Md. Nazmul Islam is a diplomat and the incumbent ambassador of Bangladesh to China. Islam was the ambassador of Bangladesh to Sweden (with concurrent accreditation to Norway and Finland) and Oman.

== Early life ==
Islam completed his bachelors in civil engineering at the Bangladesh University of Engineering and Technology.

==Career==
Islam joined the 15th batch of Bangladesh Civil Service in 1995 as a foreign service cadre. He served as an assistant secretary of the Ministry of Foreign Affairs till 1999. From October 1999 to June 2002, he served as the first secretary of the Bangladesh High Commission in London. From June 2002 to June 2005, he was stationed at the Bangladesh Embassy in Indonesia. He was the Director of the West Asia and Far East wings at the Ministry of Foreign Affairs.
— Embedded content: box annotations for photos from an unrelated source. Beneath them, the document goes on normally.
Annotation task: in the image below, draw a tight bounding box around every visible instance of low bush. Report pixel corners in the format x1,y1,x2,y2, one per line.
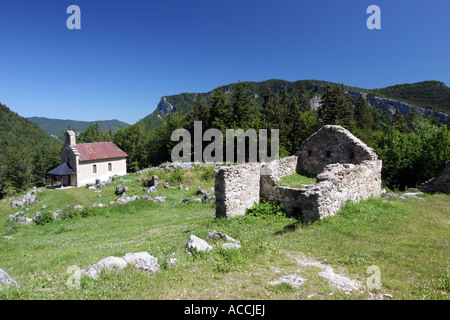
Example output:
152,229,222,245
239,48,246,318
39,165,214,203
36,211,55,226
245,200,286,217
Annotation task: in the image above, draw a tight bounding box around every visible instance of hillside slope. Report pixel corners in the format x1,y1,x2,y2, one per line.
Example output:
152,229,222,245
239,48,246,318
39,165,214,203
0,103,62,198
27,117,129,138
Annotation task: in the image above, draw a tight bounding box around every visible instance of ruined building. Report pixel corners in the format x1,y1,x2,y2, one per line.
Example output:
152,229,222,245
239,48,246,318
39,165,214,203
215,125,382,222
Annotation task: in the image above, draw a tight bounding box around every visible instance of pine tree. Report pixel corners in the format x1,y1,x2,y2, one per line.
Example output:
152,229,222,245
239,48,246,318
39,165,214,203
298,85,311,112
317,85,353,128
231,82,256,131
355,94,374,131
261,87,278,128
208,88,229,131
194,94,209,127
391,108,408,132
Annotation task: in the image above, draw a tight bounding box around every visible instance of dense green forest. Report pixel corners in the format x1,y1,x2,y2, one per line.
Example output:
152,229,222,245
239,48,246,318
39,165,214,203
0,103,63,198
369,81,450,113
140,79,450,128
113,81,450,189
27,117,128,141
0,80,450,197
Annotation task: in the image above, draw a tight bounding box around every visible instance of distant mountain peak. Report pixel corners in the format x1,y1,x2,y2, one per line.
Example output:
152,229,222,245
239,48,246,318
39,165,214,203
156,97,177,116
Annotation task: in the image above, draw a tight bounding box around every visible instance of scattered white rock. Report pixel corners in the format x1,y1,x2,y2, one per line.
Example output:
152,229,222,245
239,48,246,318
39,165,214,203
222,242,241,250
297,260,361,292
269,274,307,288
208,230,240,244
123,252,159,272
79,256,127,279
0,269,17,287
186,235,212,252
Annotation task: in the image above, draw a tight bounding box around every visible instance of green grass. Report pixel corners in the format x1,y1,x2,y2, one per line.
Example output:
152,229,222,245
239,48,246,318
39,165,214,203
278,173,316,188
0,170,450,300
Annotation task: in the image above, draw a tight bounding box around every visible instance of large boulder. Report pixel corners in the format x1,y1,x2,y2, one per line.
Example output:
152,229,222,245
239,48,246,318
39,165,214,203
186,235,212,252
116,185,128,196
144,175,159,187
79,256,127,279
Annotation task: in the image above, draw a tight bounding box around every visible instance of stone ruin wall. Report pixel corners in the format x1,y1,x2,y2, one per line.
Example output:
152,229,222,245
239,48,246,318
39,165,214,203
214,163,261,218
215,126,382,222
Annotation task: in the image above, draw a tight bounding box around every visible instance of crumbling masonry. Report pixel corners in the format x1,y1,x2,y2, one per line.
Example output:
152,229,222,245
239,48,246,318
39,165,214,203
215,125,382,222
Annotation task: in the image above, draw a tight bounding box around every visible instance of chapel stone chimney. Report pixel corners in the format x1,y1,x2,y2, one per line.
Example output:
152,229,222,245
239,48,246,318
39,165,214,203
65,130,77,146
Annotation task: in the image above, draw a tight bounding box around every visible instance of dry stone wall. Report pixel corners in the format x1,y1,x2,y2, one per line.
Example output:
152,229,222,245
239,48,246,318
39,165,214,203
296,125,378,174
214,163,261,218
419,159,450,194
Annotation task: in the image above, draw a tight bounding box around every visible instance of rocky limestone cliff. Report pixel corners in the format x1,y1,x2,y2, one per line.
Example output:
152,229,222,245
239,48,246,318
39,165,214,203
156,97,177,116
345,90,450,123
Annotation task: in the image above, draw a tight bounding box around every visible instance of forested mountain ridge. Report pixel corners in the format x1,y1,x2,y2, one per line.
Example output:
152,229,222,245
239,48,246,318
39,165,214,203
141,79,450,127
27,117,129,140
0,103,62,198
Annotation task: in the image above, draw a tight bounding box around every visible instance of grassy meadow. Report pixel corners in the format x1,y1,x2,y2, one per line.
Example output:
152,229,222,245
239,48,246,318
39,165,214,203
0,168,450,300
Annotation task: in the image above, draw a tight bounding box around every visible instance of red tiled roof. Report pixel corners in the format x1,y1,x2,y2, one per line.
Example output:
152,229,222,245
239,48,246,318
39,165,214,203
76,142,127,161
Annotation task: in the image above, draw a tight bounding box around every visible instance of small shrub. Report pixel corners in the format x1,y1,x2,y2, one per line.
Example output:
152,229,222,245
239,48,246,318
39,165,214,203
36,211,55,226
201,167,215,181
80,207,95,218
245,200,285,217
61,208,81,220
166,168,183,185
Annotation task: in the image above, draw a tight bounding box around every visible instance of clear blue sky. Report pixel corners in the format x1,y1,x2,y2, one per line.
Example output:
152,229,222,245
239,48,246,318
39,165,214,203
0,0,450,123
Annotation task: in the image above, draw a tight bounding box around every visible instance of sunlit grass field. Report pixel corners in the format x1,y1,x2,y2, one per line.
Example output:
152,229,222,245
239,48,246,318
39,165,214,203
0,168,450,300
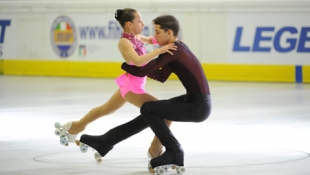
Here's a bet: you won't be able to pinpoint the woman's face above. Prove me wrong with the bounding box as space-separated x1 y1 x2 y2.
131 12 144 35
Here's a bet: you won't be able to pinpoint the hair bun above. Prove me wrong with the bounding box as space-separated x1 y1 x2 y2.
115 9 123 21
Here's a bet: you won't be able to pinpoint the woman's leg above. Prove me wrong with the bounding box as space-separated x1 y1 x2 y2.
68 89 126 134
124 92 171 158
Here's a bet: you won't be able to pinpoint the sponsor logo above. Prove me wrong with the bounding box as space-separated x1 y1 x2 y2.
233 26 310 53
79 45 87 57
51 16 77 58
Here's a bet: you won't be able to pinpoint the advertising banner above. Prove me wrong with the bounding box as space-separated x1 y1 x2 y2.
227 13 310 64
0 14 16 59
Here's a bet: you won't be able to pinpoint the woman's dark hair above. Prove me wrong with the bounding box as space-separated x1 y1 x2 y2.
153 15 180 37
115 8 137 28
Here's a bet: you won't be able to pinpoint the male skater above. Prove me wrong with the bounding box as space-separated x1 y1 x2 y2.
80 15 211 172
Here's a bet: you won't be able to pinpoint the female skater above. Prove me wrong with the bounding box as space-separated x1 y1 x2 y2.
55 8 176 158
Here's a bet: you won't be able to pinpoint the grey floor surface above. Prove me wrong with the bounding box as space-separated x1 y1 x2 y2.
0 76 310 175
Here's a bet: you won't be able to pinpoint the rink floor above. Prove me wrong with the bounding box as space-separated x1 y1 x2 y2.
0 76 310 175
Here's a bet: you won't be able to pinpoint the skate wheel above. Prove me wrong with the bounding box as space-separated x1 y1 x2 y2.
54 122 61 128
55 128 61 136
164 166 169 172
176 166 185 174
96 157 102 165
60 138 68 146
156 167 166 175
80 143 88 153
94 152 101 159
60 129 67 138
149 168 155 173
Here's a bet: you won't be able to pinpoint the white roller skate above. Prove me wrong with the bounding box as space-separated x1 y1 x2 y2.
148 163 186 175
75 140 102 165
147 150 176 173
55 122 77 146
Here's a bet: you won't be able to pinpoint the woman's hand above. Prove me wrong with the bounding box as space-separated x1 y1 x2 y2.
159 43 177 55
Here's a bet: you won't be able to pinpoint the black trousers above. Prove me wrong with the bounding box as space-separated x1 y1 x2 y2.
100 94 212 151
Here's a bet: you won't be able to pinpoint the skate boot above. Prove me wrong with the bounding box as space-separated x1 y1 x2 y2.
148 150 185 175
75 134 113 164
55 122 77 146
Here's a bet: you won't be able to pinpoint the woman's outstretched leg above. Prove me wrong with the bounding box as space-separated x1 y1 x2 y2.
68 89 126 137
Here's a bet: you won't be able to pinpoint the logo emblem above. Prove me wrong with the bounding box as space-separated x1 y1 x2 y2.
51 16 77 58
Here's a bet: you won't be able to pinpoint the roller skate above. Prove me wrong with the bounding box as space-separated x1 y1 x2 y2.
148 151 186 175
75 134 113 164
55 122 77 146
75 140 102 165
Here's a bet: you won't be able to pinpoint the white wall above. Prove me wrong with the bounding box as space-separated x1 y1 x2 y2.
0 0 310 64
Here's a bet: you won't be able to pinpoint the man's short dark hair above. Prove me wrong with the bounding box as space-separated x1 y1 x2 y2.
153 15 180 37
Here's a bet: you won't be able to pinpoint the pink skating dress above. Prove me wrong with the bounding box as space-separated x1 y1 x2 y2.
115 33 146 98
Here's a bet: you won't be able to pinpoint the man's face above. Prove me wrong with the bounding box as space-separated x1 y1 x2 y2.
154 24 171 46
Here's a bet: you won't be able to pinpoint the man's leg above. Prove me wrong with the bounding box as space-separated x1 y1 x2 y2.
141 96 190 168
80 115 148 157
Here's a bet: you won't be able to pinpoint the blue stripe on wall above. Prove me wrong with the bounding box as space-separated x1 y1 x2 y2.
295 66 302 83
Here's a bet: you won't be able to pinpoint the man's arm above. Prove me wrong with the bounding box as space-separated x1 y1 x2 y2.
122 50 179 77
147 65 172 83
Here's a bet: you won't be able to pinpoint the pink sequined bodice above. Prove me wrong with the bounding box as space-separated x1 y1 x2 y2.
121 32 146 56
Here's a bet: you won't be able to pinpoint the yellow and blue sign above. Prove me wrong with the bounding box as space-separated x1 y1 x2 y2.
51 16 77 58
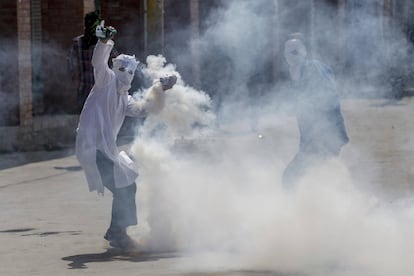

From August 2007 to July 2010, Islam was a counsellor at the Embassy of Bangladesh in China. From August 2010 to June 2014, he was the Consul General of Bangladesh in Jeddah, Saudi Arabia. He was promoted in 2014. From July 2014 to August 2017, he then served as the Director General for West and Central Asia Wing and later administration at the Ministry of Foreign Affairs. In August 2017, he was appointed ambassador of Bangladesh to Sweden, with concurrent accreditation to Norway and Finland. In March 2022, he was appointed ambassador of Bangladesh to Oman while Mehdi Hasan replaced him as the ambassador of Bangladesh to Sweden.

Following the fall of the Sheikh Hasina led Awami League government, Islam was appointed ambassador of Bangladesh to China in December 2024. He received chief advisor Muhammad Yunus of the Interim government of Bangladesh in Hainan in March 2025 who arrived to attend the Boao Forum for Asia.

== Personal life ==
Islam is married to Nuzhat Nazmul. They have two children.